Читать «Советская литература. Побежденные победители» онлайн - страница 109

Станислав Борисович Рассадин

Жалость к воюющему человеку, — не гордость им, не любование его стойкостью, а именно жалость, что поделаешь, была чувством, не культивируемым в годы войны. Вообще, возможно, границы литературы того периода оказались сужены оттого, что трагизм, возвышающий и углубляющий картину жизни человеческой души, трагизм как способ постижения мира, а не как отражение «первой реальности», ждал своей очереди, — лишь время спустя могло родиться такое произведение, как Жизнь и судьба.

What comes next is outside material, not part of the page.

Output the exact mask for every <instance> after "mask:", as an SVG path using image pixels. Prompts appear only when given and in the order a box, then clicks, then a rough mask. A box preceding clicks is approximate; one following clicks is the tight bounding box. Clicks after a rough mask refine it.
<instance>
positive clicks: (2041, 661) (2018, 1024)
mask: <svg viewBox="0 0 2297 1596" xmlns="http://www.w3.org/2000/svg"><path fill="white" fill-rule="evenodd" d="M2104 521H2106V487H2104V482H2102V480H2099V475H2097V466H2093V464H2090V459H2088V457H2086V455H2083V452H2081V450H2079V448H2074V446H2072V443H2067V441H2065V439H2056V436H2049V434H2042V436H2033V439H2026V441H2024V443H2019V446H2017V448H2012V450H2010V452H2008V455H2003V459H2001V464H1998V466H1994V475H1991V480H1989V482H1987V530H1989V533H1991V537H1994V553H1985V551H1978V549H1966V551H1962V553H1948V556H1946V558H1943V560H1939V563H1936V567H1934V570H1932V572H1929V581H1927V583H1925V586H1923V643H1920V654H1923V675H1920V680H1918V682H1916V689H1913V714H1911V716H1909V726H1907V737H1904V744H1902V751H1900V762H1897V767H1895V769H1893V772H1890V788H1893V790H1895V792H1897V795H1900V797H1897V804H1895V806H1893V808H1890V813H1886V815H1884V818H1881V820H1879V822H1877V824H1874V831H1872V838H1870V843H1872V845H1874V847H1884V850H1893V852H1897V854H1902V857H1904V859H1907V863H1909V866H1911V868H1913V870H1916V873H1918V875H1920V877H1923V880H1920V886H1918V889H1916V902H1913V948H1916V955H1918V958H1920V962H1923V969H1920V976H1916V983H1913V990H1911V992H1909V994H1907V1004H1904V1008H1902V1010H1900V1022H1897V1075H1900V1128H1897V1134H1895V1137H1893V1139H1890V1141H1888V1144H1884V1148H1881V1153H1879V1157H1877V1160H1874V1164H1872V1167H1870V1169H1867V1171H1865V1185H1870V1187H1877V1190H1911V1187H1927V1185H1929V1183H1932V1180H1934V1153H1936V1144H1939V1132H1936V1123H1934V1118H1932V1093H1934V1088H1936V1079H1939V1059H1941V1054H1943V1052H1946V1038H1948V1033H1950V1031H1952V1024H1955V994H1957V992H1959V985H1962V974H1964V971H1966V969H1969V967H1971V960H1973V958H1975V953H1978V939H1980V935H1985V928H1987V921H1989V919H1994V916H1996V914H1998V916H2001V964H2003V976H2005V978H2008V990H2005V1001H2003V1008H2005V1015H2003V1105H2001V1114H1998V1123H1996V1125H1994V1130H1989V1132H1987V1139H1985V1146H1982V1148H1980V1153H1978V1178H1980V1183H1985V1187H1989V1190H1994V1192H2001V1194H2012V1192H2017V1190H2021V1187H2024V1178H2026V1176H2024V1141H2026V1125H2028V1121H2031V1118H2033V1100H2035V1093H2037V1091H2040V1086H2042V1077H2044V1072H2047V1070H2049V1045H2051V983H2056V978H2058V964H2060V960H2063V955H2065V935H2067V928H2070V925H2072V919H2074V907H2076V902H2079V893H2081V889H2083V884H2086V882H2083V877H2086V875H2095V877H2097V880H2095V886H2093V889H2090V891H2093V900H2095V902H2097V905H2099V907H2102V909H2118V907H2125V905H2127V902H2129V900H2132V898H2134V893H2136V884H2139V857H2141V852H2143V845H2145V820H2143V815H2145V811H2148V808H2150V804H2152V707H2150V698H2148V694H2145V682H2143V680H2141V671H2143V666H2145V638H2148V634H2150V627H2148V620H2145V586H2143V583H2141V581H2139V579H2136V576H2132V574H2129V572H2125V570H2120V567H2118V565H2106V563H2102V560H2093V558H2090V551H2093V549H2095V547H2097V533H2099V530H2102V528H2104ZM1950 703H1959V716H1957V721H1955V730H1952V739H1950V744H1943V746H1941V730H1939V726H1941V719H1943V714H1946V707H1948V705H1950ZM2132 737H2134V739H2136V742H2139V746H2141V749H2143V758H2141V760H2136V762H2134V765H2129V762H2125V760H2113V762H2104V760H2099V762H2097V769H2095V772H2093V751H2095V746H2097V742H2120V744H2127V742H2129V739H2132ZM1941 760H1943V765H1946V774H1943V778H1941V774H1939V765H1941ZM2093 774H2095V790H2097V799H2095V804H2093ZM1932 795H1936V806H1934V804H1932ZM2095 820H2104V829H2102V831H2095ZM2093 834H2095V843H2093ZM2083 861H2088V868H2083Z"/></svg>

Все это можно и нужно понять. Предстояло основательно позабыть обстановку тех лет, чтобы ныне начать порицать Константина Симонова за стихотворение с емким названием Убей его! И, напротив, тогда невозможно было помыслить, чтобы оказалось одобрено стихотворение Николая Асеева: «Насилье родит насилье / и ложь умножает ложь, / когда вас берут за горло, естественно взяться за нож. / Но нож объявлять святыней / и, вглядываясь в лезвие, / начать находить отныне / лишь в нем отраженье свое, — / нет, этого я не сумею, / и этого я не смогу: / от ярости онемею, / но в ярости не солгу!» (Надежда, 1943).

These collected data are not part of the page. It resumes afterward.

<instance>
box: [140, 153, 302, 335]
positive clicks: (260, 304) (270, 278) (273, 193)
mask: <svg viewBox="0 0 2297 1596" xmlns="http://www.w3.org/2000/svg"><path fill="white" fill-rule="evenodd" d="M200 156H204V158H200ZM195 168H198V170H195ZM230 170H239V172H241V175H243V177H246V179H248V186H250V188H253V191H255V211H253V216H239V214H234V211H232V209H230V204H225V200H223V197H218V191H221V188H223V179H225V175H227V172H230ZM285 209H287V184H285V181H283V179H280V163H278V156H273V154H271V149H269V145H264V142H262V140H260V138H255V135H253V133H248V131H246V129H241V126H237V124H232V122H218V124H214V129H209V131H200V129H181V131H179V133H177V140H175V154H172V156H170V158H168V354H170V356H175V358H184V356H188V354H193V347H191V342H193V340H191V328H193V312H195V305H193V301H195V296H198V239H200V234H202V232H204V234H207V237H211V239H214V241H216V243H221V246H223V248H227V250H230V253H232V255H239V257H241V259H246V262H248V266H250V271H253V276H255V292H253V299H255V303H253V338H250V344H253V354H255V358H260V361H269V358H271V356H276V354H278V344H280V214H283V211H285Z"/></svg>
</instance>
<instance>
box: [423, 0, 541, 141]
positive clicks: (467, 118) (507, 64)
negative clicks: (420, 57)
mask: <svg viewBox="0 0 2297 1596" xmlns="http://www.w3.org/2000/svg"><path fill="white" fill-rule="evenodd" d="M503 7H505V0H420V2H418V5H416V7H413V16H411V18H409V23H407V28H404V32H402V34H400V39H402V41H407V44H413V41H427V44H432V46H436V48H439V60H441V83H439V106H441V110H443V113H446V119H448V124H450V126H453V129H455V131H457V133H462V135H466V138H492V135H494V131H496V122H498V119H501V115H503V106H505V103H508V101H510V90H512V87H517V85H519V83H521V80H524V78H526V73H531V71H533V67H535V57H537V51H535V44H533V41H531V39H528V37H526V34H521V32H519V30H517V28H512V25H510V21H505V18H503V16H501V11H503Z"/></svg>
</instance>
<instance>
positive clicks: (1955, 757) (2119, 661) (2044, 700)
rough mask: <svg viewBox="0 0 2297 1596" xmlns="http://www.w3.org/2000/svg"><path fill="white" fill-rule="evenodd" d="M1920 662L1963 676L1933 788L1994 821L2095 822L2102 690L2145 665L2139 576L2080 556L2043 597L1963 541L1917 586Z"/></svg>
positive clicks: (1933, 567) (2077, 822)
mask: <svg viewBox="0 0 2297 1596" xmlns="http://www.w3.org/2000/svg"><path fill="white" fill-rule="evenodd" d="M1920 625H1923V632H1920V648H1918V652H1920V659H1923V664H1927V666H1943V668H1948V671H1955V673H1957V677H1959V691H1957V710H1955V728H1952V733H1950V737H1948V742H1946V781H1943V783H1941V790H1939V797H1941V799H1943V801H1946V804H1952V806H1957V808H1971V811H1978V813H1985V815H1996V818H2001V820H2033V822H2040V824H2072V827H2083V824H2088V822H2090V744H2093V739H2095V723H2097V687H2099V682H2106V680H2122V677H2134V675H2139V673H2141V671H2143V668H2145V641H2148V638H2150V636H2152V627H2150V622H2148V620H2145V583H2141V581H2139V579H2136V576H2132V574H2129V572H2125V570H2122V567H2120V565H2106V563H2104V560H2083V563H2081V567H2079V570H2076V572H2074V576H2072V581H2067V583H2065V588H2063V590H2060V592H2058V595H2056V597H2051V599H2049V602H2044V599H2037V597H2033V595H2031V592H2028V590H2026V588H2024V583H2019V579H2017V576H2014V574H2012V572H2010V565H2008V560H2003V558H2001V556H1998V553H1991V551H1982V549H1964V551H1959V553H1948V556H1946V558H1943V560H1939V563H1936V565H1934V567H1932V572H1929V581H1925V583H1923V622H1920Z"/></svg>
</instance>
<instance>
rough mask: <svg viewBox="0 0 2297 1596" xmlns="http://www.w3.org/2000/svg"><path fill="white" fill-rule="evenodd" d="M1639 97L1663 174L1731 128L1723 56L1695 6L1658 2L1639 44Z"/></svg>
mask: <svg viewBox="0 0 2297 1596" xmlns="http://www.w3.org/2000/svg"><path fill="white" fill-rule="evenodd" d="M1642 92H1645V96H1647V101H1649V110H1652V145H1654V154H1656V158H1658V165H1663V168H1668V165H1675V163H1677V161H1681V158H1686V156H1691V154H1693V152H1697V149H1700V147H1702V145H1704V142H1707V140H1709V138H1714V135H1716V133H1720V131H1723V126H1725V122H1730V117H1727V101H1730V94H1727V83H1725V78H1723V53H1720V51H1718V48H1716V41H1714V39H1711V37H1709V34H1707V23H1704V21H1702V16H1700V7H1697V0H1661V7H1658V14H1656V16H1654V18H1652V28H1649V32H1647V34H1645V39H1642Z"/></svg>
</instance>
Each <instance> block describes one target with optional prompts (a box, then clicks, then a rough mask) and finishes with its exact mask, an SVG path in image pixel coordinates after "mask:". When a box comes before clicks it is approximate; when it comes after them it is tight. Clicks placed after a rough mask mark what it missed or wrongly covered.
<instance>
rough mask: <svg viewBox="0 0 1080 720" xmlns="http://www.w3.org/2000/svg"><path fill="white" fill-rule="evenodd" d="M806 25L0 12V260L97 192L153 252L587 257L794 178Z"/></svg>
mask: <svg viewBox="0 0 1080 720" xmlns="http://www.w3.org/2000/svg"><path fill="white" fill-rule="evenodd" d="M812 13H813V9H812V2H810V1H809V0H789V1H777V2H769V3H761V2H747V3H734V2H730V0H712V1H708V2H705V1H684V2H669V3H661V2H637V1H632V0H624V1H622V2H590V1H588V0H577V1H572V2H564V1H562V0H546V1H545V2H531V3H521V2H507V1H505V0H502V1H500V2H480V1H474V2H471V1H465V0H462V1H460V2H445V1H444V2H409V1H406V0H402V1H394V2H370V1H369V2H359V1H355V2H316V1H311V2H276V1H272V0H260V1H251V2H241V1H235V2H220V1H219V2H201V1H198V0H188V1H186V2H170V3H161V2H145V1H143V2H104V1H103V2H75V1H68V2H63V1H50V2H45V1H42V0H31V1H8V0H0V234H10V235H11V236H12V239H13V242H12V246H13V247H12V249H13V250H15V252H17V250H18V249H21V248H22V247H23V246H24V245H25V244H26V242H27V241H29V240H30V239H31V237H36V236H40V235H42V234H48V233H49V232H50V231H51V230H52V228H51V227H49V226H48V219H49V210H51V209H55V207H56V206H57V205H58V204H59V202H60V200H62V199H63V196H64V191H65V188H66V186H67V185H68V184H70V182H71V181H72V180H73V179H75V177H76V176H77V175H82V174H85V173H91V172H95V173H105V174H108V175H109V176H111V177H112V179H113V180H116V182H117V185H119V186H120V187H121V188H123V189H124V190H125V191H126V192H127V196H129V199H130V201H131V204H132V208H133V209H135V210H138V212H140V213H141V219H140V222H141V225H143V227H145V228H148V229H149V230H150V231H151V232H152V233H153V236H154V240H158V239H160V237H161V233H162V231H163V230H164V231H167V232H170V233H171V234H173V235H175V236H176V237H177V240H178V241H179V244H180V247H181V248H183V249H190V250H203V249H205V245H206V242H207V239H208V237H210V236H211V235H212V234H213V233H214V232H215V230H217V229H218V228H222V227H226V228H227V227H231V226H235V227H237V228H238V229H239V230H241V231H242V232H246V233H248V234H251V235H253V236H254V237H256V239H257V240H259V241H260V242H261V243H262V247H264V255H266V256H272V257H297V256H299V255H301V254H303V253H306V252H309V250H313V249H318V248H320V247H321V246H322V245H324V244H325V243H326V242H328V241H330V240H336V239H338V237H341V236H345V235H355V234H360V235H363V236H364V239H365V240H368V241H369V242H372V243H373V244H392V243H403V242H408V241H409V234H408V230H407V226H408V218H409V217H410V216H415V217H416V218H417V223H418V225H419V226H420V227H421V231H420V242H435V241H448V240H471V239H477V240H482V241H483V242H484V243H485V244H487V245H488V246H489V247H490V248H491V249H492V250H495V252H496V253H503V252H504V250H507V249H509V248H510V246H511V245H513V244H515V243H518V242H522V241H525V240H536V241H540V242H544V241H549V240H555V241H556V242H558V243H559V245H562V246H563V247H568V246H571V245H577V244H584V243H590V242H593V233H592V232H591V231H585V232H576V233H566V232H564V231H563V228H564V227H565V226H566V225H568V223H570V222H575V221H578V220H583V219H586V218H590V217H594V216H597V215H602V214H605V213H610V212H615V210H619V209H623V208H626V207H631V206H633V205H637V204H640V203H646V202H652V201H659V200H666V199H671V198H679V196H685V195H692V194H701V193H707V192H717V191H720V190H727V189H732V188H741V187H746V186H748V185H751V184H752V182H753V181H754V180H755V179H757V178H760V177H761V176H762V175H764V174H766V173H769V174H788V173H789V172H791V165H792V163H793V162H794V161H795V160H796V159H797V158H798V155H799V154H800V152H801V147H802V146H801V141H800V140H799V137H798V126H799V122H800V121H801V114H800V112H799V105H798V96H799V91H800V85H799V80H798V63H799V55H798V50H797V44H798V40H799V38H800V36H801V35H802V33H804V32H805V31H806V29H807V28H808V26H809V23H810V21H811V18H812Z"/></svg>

Имея в русской словесности Василия Теркина, грех сетовать (но стоит отметить), что драматическое, трагическое начало в поэзии Твардовского не получило того воплощения, на которое давало возможность рассчитывать, скажем, пронзительное стихотворение Две строчки (1943) — о солдате-мальчике, убитом в 40-м, «на той войне незнаменитой» и вросшем в финский лед. Или лучшие строки поэмы Дом у дороги (1942–1946), написанной все же не в силу Теркина. Или немногословный шедевр 1966 года: «Я знаю, никакой моей вины / В том, что другие не пришли с войны, / В том, что они — кто старше, кто моложе — / Остались там, и не о том же речь, / Что я их мог, но не сумел сберечь, — / Речь не о том, но все же, все же, все же…».

Как бы то ни было, в Василии Теркине Твардовский создал не только былину, но свой миф о войне. Свой!

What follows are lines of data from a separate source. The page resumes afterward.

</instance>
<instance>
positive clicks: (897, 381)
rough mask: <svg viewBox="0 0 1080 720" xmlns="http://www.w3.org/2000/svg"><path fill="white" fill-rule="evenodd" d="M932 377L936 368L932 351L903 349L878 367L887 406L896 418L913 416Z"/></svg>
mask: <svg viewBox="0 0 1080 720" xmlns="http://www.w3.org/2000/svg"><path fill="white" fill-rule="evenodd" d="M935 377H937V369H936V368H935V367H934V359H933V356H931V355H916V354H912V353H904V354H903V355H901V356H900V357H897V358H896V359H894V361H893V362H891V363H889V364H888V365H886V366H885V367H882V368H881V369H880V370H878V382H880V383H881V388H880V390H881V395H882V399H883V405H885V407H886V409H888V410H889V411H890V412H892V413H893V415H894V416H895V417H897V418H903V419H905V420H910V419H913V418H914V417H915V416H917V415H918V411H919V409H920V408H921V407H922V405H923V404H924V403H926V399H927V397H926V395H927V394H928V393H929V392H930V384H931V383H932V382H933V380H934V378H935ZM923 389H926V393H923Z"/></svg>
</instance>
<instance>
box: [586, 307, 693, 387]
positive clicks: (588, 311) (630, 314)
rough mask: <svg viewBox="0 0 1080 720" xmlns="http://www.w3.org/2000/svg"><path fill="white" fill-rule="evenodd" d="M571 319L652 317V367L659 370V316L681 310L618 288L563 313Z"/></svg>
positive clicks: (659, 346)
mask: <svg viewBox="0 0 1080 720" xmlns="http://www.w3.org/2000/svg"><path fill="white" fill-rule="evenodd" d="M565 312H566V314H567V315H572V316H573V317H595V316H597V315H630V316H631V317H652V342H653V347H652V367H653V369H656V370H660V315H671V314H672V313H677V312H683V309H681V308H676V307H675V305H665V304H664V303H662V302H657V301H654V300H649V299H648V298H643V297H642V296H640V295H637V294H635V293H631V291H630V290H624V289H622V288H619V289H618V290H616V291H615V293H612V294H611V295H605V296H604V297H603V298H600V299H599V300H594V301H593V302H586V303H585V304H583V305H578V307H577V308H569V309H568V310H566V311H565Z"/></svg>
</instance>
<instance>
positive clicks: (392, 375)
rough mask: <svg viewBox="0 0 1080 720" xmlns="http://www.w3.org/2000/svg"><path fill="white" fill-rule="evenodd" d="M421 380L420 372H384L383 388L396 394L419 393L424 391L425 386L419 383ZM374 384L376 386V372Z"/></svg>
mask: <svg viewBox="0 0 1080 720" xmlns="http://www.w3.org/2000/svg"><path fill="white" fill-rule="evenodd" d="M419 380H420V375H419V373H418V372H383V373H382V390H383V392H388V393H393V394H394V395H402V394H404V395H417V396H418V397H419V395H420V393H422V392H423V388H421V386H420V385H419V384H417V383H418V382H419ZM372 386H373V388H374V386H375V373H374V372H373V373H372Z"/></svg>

Чтоб эта мысль не была понята превратно, так как в бытовом словоупотреблении «миф» — синоним недостоверности, автору этой книги ненадолго и единожды придется, так сказать, выйти из тени. Из роли всего лишь историка литературы, посильно скрывающего, если не свои предпочтения, то свои литературно-личные связи и, уж конечно, факты своей биографии.

…Первый день моей жизни, который помню связно и весь целиком, — июльский день 1941 года, когда мой отец уходил в ополчение, сгинув там уже осенью. Вот мама везет меня из подмосковной Мамонтовки, где я был в детском саду; вот сигнал воздушной тревоги, и мы всем черкизовским двором прячемся в общем погребе; вот приходит отец — в гимнастерке, в обмотках. Помню накрытый стол; помню, как провожали отца до Преображенской заставы; он вскочил на подножку трамвая; мама заплакала… Всё.

Надеюсь, не следует чересчур извиняться за чересчур же личное воспоминание: просто моему отцу, естественно, не оставившему в истории ни малейшего следа, довелось запечатлеться в стихах одного из самых знаменитых поэтов эпохи. В 1958 году, в самом начале моей многолетней дружбы с Булатом Окуджавой (он же — Булат Шалвович, 1924–1997), тогда почти никому не известным, я поведал ему о некоем повороте в отцовской биографии. Как он, рабочий, мечтавший о шоферской карьере, не сложившейся из-за дальтонизма, вдруг был совращен приятелями в «искусство». Попросту говоря, будучи музыкальным от своей рязанской породы, хоть и не игравший ни на одном инструменте, — о знании нот не приходится и говорить, — стал джазистом. Овладел трубой, потом, по беззубости, перешел на ударные. Выступал в ресторанах, что переросло в проблему даже для нашей, достаточно пьющей семьи; в кинотеатрах. С последнего места работы, из кино Перекоп, и был взят в ополчение.